Figure 6: (a) Calibration set size and (b) temperature sharpening ablations reveal high efficiency and robustness of the method.
- Generalization: Calibration priors derived from one dataset or difficulty setting generalize well to others, demonstrating structural invariance of the captured position bias.
Theoretical and Practical Implications
The identification of Logit-Attention Divergence has substantial implications:
- Theoretical: The results suggest that structural biasesโrooted in the sequence-generation design of MLLMsโcan override otherwise accurate internal perceptual signals. This decoupling highlights the need to explicitly bridge attention mechanisms and output token distributions, especially in non-sequential, permutation-invariant scenarios.
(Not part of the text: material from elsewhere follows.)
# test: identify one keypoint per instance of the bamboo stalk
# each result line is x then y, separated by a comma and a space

The phenomenon likely extends to other autoregressive architectures and cross-modal tasks.
- Practical: The attention-guided calibration method enables robust and reliable multi-image retrieval and visual QA in real-world settings where candidate ordering cannot be guaranteed, using just a handful of calibration samples and without additional training.
- Evaluation: Benchmark results that use autoregressive decoding logits for evaluation may systematically underestimate underlying model capabilities, as true visual grounding is not faithfully expressed at the logit level.
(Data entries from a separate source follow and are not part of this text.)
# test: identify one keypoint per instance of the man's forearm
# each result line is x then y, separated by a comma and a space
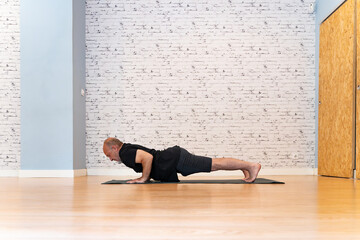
146, 169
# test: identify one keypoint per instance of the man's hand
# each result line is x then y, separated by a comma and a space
138, 180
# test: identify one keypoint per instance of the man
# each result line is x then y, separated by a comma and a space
164, 165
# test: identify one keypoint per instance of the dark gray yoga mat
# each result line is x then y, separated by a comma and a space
224, 181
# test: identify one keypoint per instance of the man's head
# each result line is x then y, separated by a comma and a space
111, 148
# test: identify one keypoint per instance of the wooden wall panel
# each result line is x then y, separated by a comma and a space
336, 93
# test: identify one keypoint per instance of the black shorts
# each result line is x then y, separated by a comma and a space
190, 164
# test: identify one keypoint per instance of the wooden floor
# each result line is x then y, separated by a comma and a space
306, 207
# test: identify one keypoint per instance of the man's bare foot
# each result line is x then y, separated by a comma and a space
246, 174
253, 170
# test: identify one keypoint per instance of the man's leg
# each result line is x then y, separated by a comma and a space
249, 169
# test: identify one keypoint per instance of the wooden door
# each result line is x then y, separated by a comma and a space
358, 90
336, 150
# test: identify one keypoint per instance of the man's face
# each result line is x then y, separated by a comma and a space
112, 152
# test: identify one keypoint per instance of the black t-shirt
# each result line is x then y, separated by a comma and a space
164, 162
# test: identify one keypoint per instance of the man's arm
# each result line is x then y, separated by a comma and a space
145, 159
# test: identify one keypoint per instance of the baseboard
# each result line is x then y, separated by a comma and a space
9, 173
52, 173
264, 171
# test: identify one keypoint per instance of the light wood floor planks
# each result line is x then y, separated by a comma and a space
306, 207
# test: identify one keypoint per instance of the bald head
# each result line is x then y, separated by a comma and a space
111, 148
112, 141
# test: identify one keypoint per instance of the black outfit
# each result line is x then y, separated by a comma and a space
166, 163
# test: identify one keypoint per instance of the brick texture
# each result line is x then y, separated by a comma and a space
9, 84
220, 78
- Future Work: Extension to generative settings, integration with open-set tasks, and further exploration of the faithfulness and reliability of internal attention under high semantic ambiguity are promising avenues. The requirement for white-box access to attention maps restricts applicability to open-source or modifiable APIs, highlighting the need for architectural transparency in downstream deployment.
Conclusion
This work provides a rigorous diagnosis of position bias in MLLMs and introduces a practical, data- and computation-efficient method for its correction. By exploiting internal attention signals and counterfactual calibration, the approach restores permutation invariance and semantic faithfulness in multi-image retrieval, setting a new standard for robust cross-modal inference. The insights into logit-attention divergence open new directions for both analysis and architecture design in multimodal sequence modeling.